Dua Rasa



Seorang pria masih juga terjaga dari tidurnya, padahal segala hal sudah ia lakukan dengan cermat. Makan berat, mandi air hangat, hingga minum susu cokelat. Semua itu adalah yang disarankan oleh Rahmat. Nyatanya, beban perasaan itu belum juga tamat.

Yang membuatnya berat adalah rasa cinta di luar pagar pernikahan. Dalam tataran pacaran, menggandakan hati lalu memberikannya kepada dua wanita sekaligus adalah seleksi, untuk kemudian dilanjutkan dalam resepsi. Setelah resepsi, seharusnya tidak ada lagi aksi.
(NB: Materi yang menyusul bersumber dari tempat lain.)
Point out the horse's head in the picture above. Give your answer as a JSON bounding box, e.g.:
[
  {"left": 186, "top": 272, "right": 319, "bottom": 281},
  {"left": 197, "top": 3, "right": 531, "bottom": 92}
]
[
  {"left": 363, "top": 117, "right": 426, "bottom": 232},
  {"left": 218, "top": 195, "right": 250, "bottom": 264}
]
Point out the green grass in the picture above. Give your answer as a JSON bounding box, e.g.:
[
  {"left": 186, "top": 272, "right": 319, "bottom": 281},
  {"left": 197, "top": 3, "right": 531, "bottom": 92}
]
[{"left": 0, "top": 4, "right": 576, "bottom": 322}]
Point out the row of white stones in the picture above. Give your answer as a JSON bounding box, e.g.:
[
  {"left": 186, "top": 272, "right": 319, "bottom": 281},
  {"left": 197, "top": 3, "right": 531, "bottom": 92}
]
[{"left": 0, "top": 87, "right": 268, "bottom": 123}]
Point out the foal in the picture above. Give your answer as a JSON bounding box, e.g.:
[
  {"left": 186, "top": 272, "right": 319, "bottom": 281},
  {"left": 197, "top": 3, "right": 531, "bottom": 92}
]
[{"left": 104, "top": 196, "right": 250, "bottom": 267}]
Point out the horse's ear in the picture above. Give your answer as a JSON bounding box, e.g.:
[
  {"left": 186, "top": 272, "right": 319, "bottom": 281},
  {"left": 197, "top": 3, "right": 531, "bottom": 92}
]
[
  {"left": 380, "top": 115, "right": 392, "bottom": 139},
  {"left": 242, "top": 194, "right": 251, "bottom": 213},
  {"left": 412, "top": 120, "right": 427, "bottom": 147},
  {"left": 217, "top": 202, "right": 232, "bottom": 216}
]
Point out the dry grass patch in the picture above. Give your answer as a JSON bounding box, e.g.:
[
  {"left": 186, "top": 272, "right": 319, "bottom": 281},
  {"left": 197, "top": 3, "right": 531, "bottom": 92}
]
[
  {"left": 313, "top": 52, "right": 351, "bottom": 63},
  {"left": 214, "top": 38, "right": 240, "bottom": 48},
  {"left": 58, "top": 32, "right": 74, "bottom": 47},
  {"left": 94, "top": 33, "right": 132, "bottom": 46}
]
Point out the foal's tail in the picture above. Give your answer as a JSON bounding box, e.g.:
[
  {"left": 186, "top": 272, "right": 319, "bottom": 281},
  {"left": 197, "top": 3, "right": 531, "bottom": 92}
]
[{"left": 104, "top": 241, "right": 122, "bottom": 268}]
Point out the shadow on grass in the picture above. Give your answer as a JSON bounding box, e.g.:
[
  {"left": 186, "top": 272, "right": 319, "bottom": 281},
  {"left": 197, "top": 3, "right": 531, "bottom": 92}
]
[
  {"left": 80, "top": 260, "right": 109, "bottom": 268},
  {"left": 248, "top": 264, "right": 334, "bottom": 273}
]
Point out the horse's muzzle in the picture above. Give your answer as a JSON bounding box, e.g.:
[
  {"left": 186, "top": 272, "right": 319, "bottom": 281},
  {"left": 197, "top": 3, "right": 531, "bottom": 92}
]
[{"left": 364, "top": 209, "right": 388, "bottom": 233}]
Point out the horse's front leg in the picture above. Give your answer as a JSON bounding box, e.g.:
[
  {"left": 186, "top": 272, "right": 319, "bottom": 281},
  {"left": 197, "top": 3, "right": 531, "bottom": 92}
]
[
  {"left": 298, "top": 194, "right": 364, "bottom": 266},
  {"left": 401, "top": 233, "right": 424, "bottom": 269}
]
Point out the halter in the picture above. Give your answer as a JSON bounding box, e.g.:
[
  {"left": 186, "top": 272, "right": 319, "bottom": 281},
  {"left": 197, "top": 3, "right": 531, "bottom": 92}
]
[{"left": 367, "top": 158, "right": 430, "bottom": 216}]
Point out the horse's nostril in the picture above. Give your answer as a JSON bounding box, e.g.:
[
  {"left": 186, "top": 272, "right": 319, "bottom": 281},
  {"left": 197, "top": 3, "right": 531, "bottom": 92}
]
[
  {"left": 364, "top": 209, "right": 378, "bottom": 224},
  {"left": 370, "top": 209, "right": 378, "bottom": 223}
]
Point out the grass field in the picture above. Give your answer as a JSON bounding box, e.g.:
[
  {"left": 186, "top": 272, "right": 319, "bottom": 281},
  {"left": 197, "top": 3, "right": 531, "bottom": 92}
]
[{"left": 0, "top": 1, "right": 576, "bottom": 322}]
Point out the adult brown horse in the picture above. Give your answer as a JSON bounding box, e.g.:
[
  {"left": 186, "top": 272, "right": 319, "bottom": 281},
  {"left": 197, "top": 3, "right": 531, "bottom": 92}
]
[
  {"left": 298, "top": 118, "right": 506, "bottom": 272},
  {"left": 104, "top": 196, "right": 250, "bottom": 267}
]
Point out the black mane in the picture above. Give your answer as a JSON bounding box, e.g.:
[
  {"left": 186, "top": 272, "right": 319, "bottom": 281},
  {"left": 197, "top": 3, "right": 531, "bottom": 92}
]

Namun, apa daya bila mata dan hati seorang pria terperangkap dalam sensasi?

“Ku, jika kamu benar-benar tak kuasa menahan rasa—semoga ini tidak terjadi—hanya ada satu cara mengatasinya,” kata Rahmat, tetangganya ketika ia masih tinggal di wilayah Kramat.

“Apa?” kata pria bernama Aku itu.

“Tidurlah dengan posisi telentang. Lalu bayangkan dirinya senyata mungkin, seakan-akan kau memang memilikinya. Kau akan begitu cepat memilikinya. Seutuhnya.”

“Kamu bercanda?”

“Kenapa harus bercanda?”

“Karena kamu ngawur.”

“Kenapa tidak dicoba?”

“Oke, tapi setelah itu, aku kan mengolok-olok nasihatmu.”

“Lakukan kalau kau bisa.”

Pada akhirnya, memang niat itu terbersit juga. Apalagi jarum pendek jam dindingnya menunjukkan pukul dua. Aku masih juga terjaga. Tidak ada lagi alasan untuk tidak mencoba.
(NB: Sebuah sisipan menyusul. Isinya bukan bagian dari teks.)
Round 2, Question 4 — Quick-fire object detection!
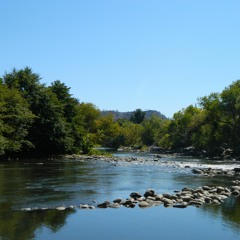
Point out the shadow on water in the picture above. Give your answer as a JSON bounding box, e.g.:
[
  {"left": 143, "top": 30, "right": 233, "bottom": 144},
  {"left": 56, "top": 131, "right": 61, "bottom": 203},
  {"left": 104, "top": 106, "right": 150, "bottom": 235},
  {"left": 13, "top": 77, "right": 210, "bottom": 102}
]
[
  {"left": 0, "top": 204, "right": 75, "bottom": 240},
  {"left": 0, "top": 159, "right": 240, "bottom": 239}
]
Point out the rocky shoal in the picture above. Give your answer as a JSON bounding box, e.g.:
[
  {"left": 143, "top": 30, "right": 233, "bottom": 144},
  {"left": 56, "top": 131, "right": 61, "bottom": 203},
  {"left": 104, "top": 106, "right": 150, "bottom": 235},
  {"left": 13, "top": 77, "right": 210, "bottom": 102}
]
[{"left": 21, "top": 185, "right": 240, "bottom": 211}]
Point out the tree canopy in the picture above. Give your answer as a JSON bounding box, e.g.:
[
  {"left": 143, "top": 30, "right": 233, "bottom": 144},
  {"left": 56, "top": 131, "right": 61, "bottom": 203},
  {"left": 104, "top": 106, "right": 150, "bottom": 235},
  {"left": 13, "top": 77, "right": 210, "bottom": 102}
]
[{"left": 0, "top": 67, "right": 240, "bottom": 158}]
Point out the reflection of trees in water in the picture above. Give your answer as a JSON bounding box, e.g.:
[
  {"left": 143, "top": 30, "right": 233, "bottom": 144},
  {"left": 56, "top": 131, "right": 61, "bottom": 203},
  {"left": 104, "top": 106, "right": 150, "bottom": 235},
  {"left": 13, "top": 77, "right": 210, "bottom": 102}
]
[
  {"left": 0, "top": 204, "right": 76, "bottom": 239},
  {"left": 201, "top": 196, "right": 240, "bottom": 232}
]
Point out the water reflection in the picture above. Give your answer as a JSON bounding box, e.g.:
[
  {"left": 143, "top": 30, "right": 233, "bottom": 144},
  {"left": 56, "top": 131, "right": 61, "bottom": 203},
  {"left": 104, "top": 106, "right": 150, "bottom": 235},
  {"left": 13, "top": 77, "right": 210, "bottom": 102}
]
[
  {"left": 0, "top": 158, "right": 240, "bottom": 239},
  {"left": 0, "top": 204, "right": 75, "bottom": 240}
]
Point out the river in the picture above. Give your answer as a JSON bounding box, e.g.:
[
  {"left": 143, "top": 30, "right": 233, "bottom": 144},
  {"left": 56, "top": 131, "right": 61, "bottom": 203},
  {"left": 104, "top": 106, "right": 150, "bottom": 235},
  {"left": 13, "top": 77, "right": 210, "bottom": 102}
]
[{"left": 0, "top": 153, "right": 240, "bottom": 240}]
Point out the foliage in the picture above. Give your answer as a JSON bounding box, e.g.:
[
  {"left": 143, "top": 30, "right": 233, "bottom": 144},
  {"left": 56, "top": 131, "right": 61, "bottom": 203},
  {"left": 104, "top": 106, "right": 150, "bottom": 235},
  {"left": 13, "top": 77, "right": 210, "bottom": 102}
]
[
  {"left": 130, "top": 109, "right": 145, "bottom": 124},
  {"left": 0, "top": 84, "right": 34, "bottom": 156},
  {"left": 0, "top": 67, "right": 240, "bottom": 157}
]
Aku melihat istrinya. Ia tidur begitu nyenyak sambil mengapit lengan kiri suaminya. Sempat terbersit rasa bersalah, namun nafsunya kali ini tidak mau kalah. Diawali dengan kata ‘maaf’ untuk sang istri yang diucap dalam hati, Aku berniat membayangkan wanita kedua menjadi miliknya.

“Untuk malam ini saja.”

Aku membayangkan semuanya. Bergandengan tangan dengan malu-malu di taman, menyelipkan sekuntum kenanga di telinga kanan, mengumbar segala gombal dalam dosis yang mengerikan, hingga mengucap ijab kabul yang secara teknis mengantarnya ke pelaminan. Semua begitu indah, seakan-akan semua bebannya tumpah ruah. Membebaskan hati. Melegakan. Sensasinya mengaburkan batas khayalan dan kenyataan. Aku membuatnya senyata mungkin. Serinci mungkin. Semeyakinkan mungkin. Dia bahkan tidak menyadari, apakah dia masih tersadar atau sudah terjun ke alam mimpi....
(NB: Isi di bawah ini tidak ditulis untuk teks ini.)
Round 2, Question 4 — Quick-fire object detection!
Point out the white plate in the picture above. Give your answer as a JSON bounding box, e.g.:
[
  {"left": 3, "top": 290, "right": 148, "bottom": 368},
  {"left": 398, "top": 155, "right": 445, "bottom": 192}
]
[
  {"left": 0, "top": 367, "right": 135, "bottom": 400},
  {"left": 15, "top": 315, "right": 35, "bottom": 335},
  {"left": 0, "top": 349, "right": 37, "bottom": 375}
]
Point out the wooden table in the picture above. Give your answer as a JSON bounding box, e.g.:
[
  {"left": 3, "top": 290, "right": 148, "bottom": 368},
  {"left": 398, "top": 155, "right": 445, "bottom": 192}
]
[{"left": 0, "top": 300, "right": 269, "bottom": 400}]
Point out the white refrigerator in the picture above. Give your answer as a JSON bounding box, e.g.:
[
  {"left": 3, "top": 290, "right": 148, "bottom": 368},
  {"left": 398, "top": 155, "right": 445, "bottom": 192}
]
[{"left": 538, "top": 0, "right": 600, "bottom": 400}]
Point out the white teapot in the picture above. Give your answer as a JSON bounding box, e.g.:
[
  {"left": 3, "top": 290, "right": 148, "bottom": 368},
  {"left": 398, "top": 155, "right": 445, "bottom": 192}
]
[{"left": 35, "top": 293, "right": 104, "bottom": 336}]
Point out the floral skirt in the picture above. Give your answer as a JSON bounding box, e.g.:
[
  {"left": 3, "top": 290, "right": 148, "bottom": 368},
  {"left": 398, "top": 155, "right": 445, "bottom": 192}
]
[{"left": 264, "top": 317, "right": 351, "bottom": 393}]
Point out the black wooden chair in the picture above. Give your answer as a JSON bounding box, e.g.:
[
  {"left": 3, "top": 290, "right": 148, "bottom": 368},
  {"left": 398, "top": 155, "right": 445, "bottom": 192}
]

“DHUAR!” bunyi petasan di luar membuat Aku membuka mata begitu cepat. Hormon adrenalin memicu jantungnya berdetak dalam ritme yang rapat. Besar keinginannya untuk mengumpat, namun kepalanya terasa berat. Ia hendak menggerakkan badan, namun tak mampu. Kedua lengannya kini terapit oleh dua tubuh. Yang satu istrinya, yang kedua wanita impiannya.

Perlahan, si wanita impian terbangun dari tidurnya. Ia lalu berkata, “Kenapa, Mas?”